Dave Van Ronk always took pride in the fact that, having started on the folk scene as part of the traditionalist wing (which he dubbed the “neo-ethnics”), he became at least equally known for his interpretations of material by the new wave of songwriters who emerged in the 1960s. For a while in the latter half of that decade he had some major label money behind him, and hopes of getting hits and breaking out of the coffeehouse scene, and his prospective tickets were interpretations of songs by friends like Joni Mitchell and Leonard Cohen, or Bertolt Brecht, or Jacques Brel, or Randy Newman, or… Peter Stampfel.
Dave was an early and avid supporter of Mitchell, but it is rarely noted that the album on which he first recorded one of her songs also had a Stampfel song, and his most solidly singer-songwriter album of the 1960s had two Stampfel songs. He thought Peter a transcendent genius, and although this rococo Roy-Rogers-on-mescaline cowboy song was the only item of Stampfeliana that remained in his repertoire in later years, that was because the others required more accompaniment than his guitar — for example, the avant-garde art-rock cacophony of “Romping Through the Swamp” (the link is to a live recording with the Hudson Dusters, even weirder than the LP version). He kept singing “Random Canyon” throughout his career, often as a concert closer — the obvious place for it, since it rose to a raucous, howling finale, ending with a shouted, sustained note that was so perfectly, magnificently, painfully off-pitch that it was a work of art and invariably left the crowd pleading for an encore.

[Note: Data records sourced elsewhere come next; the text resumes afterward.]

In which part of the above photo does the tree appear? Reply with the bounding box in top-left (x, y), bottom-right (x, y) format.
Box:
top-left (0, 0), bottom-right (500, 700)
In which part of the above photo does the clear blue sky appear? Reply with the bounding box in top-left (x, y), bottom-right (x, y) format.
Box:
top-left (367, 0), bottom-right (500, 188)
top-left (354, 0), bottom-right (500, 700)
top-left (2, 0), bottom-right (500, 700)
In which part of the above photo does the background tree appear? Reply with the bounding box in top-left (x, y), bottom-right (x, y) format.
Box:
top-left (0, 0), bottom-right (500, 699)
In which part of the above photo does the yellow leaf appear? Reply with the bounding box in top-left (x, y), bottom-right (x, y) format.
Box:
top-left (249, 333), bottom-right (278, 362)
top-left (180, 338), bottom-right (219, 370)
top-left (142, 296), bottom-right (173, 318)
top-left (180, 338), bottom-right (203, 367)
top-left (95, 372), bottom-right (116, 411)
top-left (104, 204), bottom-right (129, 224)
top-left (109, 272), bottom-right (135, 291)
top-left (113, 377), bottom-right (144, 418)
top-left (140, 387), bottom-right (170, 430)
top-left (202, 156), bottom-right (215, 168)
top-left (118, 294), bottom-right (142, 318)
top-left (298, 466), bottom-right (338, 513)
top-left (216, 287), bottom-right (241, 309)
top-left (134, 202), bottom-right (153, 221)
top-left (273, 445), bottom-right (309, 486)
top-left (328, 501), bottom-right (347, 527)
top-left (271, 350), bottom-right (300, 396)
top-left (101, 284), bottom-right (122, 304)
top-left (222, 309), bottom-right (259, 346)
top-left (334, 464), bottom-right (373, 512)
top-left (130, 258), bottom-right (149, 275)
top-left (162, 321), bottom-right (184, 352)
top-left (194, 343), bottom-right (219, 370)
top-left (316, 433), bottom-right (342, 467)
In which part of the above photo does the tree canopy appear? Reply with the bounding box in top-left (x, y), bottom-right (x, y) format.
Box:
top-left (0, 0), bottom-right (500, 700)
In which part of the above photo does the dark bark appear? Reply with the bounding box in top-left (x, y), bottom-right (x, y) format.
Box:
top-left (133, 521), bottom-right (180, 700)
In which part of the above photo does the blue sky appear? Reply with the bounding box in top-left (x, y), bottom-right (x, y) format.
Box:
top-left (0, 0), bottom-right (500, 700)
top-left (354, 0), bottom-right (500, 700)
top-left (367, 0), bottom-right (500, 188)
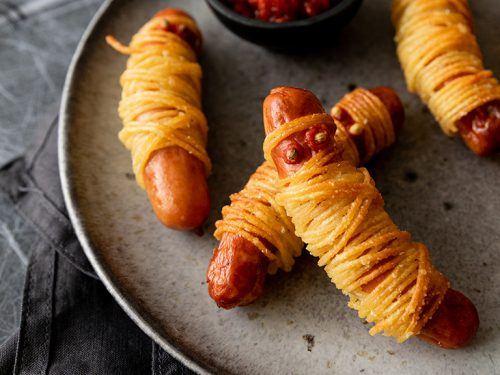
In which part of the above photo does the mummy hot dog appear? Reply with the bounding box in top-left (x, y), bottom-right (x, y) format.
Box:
top-left (106, 9), bottom-right (211, 230)
top-left (264, 87), bottom-right (479, 348)
top-left (207, 87), bottom-right (404, 308)
top-left (392, 0), bottom-right (500, 156)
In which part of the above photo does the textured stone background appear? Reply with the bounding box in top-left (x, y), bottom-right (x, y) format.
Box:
top-left (0, 0), bottom-right (102, 344)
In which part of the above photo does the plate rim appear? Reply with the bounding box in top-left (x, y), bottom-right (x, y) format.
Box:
top-left (57, 0), bottom-right (212, 374)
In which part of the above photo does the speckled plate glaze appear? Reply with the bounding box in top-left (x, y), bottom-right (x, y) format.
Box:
top-left (60, 0), bottom-right (500, 374)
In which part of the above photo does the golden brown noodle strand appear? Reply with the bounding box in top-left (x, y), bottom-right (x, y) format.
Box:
top-left (214, 88), bottom-right (395, 273)
top-left (265, 108), bottom-right (448, 342)
top-left (392, 0), bottom-right (500, 155)
top-left (106, 9), bottom-right (211, 230)
top-left (108, 14), bottom-right (211, 187)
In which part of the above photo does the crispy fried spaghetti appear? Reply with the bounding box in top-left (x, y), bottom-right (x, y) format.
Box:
top-left (214, 89), bottom-right (394, 273)
top-left (264, 115), bottom-right (449, 342)
top-left (392, 0), bottom-right (500, 135)
top-left (106, 14), bottom-right (211, 188)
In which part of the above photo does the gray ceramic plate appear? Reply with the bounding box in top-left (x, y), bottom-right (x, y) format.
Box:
top-left (60, 0), bottom-right (500, 374)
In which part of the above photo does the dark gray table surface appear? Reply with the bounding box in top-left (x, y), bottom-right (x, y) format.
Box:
top-left (0, 0), bottom-right (102, 344)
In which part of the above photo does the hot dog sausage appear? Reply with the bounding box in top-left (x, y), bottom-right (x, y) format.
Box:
top-left (264, 87), bottom-right (479, 348)
top-left (207, 87), bottom-right (404, 309)
top-left (457, 100), bottom-right (500, 156)
top-left (139, 9), bottom-right (210, 230)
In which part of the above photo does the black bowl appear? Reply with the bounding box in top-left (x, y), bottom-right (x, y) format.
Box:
top-left (206, 0), bottom-right (362, 50)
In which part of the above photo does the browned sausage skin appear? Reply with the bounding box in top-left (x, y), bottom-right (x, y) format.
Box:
top-left (457, 100), bottom-right (500, 156)
top-left (207, 87), bottom-right (404, 309)
top-left (139, 9), bottom-right (210, 230)
top-left (264, 87), bottom-right (479, 349)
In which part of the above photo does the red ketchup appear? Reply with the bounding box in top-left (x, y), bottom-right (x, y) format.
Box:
top-left (225, 0), bottom-right (339, 22)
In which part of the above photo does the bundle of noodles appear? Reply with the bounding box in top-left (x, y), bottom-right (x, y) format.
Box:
top-left (214, 89), bottom-right (395, 273)
top-left (392, 0), bottom-right (500, 155)
top-left (264, 114), bottom-right (449, 342)
top-left (106, 10), bottom-right (211, 188)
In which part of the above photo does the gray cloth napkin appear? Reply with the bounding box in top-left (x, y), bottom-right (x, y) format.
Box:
top-left (0, 116), bottom-right (195, 375)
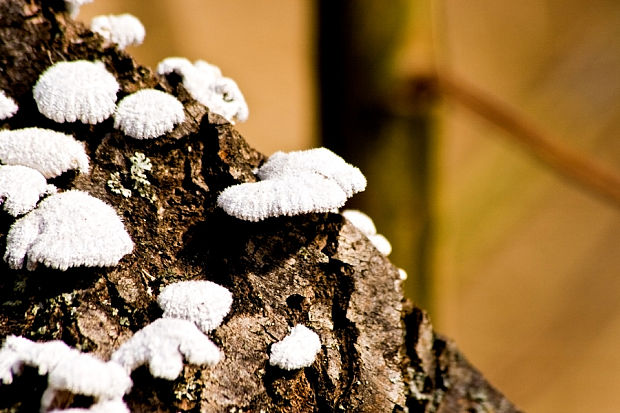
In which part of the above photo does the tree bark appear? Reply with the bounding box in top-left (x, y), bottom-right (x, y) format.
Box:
top-left (0, 0), bottom-right (516, 412)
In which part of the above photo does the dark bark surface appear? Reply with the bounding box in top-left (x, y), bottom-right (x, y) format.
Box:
top-left (0, 0), bottom-right (516, 412)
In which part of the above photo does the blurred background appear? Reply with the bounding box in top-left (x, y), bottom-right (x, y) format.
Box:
top-left (78, 0), bottom-right (620, 413)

The only time I heard Dave sing this near the beginning of a set, it was a disaster and one of the greatest shows I ever heard him do, because as he hit that final note, he broke the D string on his guitar, and he didn’t have a spare. It was second set, the stores were closed, the opening act had gone home, so he had no choice but to do the rest of the concert a cappella. He sang blues, he sang Brecht, he sang children’s songs from his Brooklyn youth… it was one of the most varied and fascinating performances I’ve ever seen.
As for me, I learned “Random Canyon” because how could anyone hear this lyric and not want to learn it?
It is to ordinary cowboy songs what Antoni Gaudí’s Catedral de la Sagrada Familia is to a clapboard country church.